Good Morning Everyone,

So, for reasons that do not match my sanity (or it appears my skill level), I have a bodged together Linux box on my VM home network. It's primary aim is for me to tinker with a few ideas for a work project, but I am too skinflint to pay for a VPS (and it's a good learning curve).

I can access the box from outside the network using Putty, but viewing a test home page (literally 10 lines of html) fails with "Page too too long to respond".

What I know works:

  • On the network I can the "web server" set up and /var/www/html/[domain] correctly resolves when I go to 192.168.0.xx/[domain]
  • I have a dynu ddns set up and can access the command line from inside and outside the network using Putty
  • A port checker says that the port is connectable

What I have set up:

  • The custom (as in non-80) port is set up in Dynu and presumably as it works for my Putty connection this should work for viewing a web page
  • On my SH3 (in router mode) I have set up port forwarding TCP to send the custom port to the Box (external and internal port is both set at the custom port)
  • On the SH3 the 192.168.0.xx address is reserved for the box

What I have tried:

  • Simply putting in the 192.168.0.xx IP internally brings up the Apache2 "successful install" page
  • Using the Dynu URL does not resolve to the same page
  • Using [Dynu URL]:Port does not work for anything (I know, long shot)
  • Using [Dynu URL]/[Domain] reports a "too long to respond" error in the browser.

Now, I am definitrely doing something wrong, but if anyone can see the wood through my forest of trees?

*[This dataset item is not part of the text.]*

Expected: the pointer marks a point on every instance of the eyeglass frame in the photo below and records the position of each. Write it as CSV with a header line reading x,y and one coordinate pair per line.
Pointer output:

My Broadband Ping - VM Router Mode


Current set-up: SH3 in Router Mode - TP Link Archer AX50 in AP Mode - M350 Fibre / Maxit TV - Talk Weekends (Now via the SH3 -which is great in a power cut)
3 REPLIES 3

Tudor
Very Insightful Person
Very Insightful Person

It’s all because the VM hubs do not support masquerading. Other routers often have an option to turn it off or on.

So from a WAN location  www.myurl.com works, but from a LAN location is does not.


Tudor
There are 10 types of people: those who understand binary and those who don't and F people out of 10 who do not understand hexadecimal c1a2a285948293859940d9a49385a2

Ah - so accessing subdomain.mydynu.url from work will not get to my home box at all....

I only just put the SH3 from modem mode back to router mode as well....

Humbug!



My Broadband Ping - VM Router Mode


Current set-up: SH3 in Router Mode - TP Link Archer AX50 in AP Mode - M350 Fibre / Maxit TV - Talk Weekends (Now via the SH3 -which is great in a power cut)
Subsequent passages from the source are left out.